“Stringing Rosaries,” is a labor of love. But like most books associated with the Native experience in the U.S. Denise Lajimodiere’s history of Indian boarding school survivors is studded with long-hidden painful thorns.
Although the survivors interviewed for the book ultimately display a fierce spirit of resilience and even humor, “Stringing Rosaries: The History, the Unforgivable, and the Healing of Northern Plains American Indian Boarding School Survivors,” is a difficult read especially for former boarding school students and their families. According to Lajimodiere she offers a “trigger warning” during her public presentations about her work in researching the book.
“I had to fight back tears when my editor handed me the finished book. I promised survivors I would tell the world what happened to them at boarding schools,” she said during an interview with Indian Country Today.
Lajimodiere has kept her promise with this sacred oath of a book.

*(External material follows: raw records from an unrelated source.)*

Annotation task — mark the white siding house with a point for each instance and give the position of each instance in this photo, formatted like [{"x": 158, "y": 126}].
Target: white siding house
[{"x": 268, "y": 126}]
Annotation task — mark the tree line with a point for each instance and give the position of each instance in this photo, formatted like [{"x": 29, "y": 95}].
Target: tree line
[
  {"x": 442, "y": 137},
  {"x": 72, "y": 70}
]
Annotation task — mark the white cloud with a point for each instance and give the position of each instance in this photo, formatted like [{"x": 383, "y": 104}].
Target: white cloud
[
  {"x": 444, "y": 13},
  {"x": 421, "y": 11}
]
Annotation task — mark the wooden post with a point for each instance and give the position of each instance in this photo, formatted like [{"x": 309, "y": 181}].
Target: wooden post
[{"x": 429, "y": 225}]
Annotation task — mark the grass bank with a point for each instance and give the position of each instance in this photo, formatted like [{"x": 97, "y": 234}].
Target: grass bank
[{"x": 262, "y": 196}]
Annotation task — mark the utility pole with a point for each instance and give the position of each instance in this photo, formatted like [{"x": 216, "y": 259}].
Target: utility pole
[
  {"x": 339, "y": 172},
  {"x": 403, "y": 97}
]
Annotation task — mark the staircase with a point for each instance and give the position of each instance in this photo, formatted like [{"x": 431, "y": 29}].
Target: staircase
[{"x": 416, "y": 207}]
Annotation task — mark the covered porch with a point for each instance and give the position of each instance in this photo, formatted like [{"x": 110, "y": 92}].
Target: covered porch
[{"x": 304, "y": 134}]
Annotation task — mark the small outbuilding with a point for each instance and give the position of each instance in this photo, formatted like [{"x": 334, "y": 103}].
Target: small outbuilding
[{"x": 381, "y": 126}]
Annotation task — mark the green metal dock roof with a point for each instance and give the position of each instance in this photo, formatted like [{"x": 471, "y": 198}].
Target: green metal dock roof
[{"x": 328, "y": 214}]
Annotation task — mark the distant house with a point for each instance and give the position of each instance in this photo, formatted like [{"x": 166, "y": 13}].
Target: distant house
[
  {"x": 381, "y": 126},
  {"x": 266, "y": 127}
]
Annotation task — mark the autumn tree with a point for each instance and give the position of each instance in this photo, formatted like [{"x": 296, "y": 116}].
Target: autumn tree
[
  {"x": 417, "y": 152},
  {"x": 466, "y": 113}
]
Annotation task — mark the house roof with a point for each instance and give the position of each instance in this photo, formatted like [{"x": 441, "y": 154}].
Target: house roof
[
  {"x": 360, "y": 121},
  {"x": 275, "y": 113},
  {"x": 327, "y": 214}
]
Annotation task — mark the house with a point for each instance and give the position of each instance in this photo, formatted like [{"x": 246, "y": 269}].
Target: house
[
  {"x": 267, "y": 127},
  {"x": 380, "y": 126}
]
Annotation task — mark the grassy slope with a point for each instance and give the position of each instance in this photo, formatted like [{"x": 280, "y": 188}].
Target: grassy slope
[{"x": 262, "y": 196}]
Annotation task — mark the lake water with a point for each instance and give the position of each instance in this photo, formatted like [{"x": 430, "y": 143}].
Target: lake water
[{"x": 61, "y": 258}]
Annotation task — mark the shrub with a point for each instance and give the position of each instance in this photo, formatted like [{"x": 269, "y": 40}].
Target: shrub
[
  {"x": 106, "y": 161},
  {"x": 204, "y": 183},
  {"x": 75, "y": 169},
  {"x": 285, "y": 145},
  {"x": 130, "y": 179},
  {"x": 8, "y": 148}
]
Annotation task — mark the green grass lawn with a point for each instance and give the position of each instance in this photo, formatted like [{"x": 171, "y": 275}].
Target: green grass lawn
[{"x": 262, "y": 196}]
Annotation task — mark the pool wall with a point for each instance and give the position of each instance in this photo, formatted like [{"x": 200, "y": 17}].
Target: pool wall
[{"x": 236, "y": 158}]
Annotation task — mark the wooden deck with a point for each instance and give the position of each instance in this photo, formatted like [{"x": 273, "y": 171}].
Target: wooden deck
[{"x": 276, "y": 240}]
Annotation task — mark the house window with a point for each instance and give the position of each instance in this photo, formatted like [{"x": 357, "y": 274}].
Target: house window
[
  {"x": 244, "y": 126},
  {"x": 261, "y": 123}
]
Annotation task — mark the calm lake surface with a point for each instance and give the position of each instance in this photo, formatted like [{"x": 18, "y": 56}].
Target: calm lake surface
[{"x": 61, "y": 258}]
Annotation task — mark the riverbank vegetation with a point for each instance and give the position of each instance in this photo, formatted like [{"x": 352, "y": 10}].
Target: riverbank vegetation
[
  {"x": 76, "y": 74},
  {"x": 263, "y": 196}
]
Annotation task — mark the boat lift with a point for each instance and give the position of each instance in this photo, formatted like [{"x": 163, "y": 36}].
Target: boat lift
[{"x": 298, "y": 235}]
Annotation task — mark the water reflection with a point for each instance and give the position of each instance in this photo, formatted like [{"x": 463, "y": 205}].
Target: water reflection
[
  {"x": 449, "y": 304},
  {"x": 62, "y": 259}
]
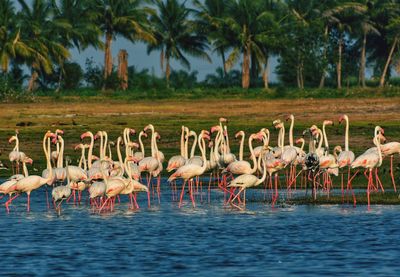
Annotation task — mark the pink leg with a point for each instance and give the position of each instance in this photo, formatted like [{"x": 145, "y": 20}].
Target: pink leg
[
  {"x": 392, "y": 174},
  {"x": 29, "y": 203},
  {"x": 182, "y": 192}
]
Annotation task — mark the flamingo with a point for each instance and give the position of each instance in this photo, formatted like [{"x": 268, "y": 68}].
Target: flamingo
[
  {"x": 190, "y": 171},
  {"x": 370, "y": 161},
  {"x": 244, "y": 167},
  {"x": 151, "y": 164},
  {"x": 245, "y": 181},
  {"x": 177, "y": 161},
  {"x": 32, "y": 182},
  {"x": 389, "y": 149}
]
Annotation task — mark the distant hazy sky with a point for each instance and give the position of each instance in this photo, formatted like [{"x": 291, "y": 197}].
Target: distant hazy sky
[{"x": 139, "y": 58}]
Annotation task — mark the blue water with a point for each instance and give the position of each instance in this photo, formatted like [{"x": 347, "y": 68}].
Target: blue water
[{"x": 211, "y": 239}]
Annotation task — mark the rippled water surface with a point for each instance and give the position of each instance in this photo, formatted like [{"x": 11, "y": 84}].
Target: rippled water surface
[{"x": 208, "y": 240}]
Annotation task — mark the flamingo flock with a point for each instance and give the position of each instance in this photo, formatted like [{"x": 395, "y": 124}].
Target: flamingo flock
[{"x": 103, "y": 181}]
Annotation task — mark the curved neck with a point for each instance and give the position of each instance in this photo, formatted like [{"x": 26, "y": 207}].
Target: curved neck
[
  {"x": 193, "y": 149},
  {"x": 90, "y": 152},
  {"x": 121, "y": 162},
  {"x": 101, "y": 146},
  {"x": 202, "y": 146},
  {"x": 264, "y": 173},
  {"x": 186, "y": 156},
  {"x": 302, "y": 145},
  {"x": 253, "y": 157},
  {"x": 321, "y": 139},
  {"x": 378, "y": 145},
  {"x": 60, "y": 159},
  {"x": 291, "y": 131},
  {"x": 227, "y": 148},
  {"x": 47, "y": 154},
  {"x": 141, "y": 143},
  {"x": 109, "y": 151},
  {"x": 325, "y": 138},
  {"x": 16, "y": 143},
  {"x": 242, "y": 146},
  {"x": 346, "y": 139},
  {"x": 25, "y": 169},
  {"x": 266, "y": 137},
  {"x": 126, "y": 138},
  {"x": 183, "y": 142},
  {"x": 105, "y": 144}
]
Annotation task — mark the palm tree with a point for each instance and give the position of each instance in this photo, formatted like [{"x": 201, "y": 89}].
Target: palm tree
[
  {"x": 126, "y": 18},
  {"x": 390, "y": 11},
  {"x": 175, "y": 35},
  {"x": 248, "y": 22},
  {"x": 41, "y": 33},
  {"x": 83, "y": 31},
  {"x": 11, "y": 45},
  {"x": 210, "y": 15},
  {"x": 365, "y": 24}
]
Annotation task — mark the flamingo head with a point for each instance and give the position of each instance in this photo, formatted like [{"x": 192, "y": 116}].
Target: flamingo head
[
  {"x": 59, "y": 132},
  {"x": 131, "y": 159},
  {"x": 150, "y": 126},
  {"x": 239, "y": 134},
  {"x": 289, "y": 116},
  {"x": 85, "y": 135},
  {"x": 276, "y": 122},
  {"x": 341, "y": 118},
  {"x": 54, "y": 140},
  {"x": 133, "y": 145},
  {"x": 28, "y": 160},
  {"x": 11, "y": 139},
  {"x": 381, "y": 138},
  {"x": 214, "y": 129},
  {"x": 80, "y": 145}
]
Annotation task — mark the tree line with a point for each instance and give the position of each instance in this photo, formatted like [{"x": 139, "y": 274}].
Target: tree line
[{"x": 318, "y": 43}]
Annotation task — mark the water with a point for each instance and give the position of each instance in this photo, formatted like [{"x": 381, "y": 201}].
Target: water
[{"x": 210, "y": 240}]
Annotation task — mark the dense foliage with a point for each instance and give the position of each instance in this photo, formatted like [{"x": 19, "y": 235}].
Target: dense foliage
[{"x": 318, "y": 43}]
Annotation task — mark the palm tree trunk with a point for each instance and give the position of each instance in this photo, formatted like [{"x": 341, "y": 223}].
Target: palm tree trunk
[
  {"x": 246, "y": 68},
  {"x": 266, "y": 73},
  {"x": 60, "y": 76},
  {"x": 389, "y": 59},
  {"x": 361, "y": 79},
  {"x": 339, "y": 63},
  {"x": 167, "y": 70},
  {"x": 108, "y": 56},
  {"x": 222, "y": 53},
  {"x": 32, "y": 81},
  {"x": 323, "y": 76}
]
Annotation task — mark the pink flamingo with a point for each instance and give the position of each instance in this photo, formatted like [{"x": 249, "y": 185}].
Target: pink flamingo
[
  {"x": 190, "y": 171},
  {"x": 177, "y": 161},
  {"x": 389, "y": 149},
  {"x": 371, "y": 160},
  {"x": 245, "y": 181},
  {"x": 32, "y": 182}
]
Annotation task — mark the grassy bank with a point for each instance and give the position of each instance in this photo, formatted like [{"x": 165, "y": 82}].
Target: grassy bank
[{"x": 275, "y": 92}]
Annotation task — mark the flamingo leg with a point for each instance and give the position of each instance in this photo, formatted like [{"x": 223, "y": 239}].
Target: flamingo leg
[
  {"x": 392, "y": 174},
  {"x": 182, "y": 192},
  {"x": 9, "y": 202}
]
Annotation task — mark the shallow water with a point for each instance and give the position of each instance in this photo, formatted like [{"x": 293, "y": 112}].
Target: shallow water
[{"x": 210, "y": 239}]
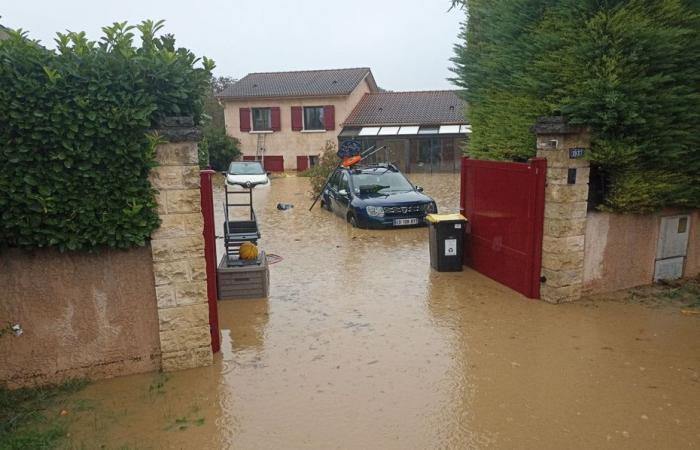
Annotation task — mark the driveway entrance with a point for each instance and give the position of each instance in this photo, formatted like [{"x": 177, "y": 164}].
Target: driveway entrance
[
  {"x": 362, "y": 346},
  {"x": 504, "y": 203}
]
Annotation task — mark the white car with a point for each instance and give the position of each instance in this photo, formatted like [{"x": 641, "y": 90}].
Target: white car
[{"x": 240, "y": 173}]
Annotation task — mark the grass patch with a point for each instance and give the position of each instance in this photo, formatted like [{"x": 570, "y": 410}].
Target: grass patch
[
  {"x": 30, "y": 417},
  {"x": 684, "y": 293}
]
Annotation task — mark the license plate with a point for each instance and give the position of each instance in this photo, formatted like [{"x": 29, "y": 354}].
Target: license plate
[{"x": 399, "y": 222}]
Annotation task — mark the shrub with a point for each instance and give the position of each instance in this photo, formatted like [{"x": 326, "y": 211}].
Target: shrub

She began researching the history of U.S. Indian boarding schools in 2006 and spent the last 10 years interviewing survivors; she was also on the board of the National Native American Boarding School Healing Coalition from 2011-2018, serving as the organization’s second president.
While attending Canadian Truth and Reconciliation hearings in 2007 about that country’s Indian boarding school history, she was shocked to realize that there was so little information about similar schools in the U.S. The Truth and Reconciliation Commission was created as part of Canada’s Indian Residential Schools Settlement Agreement.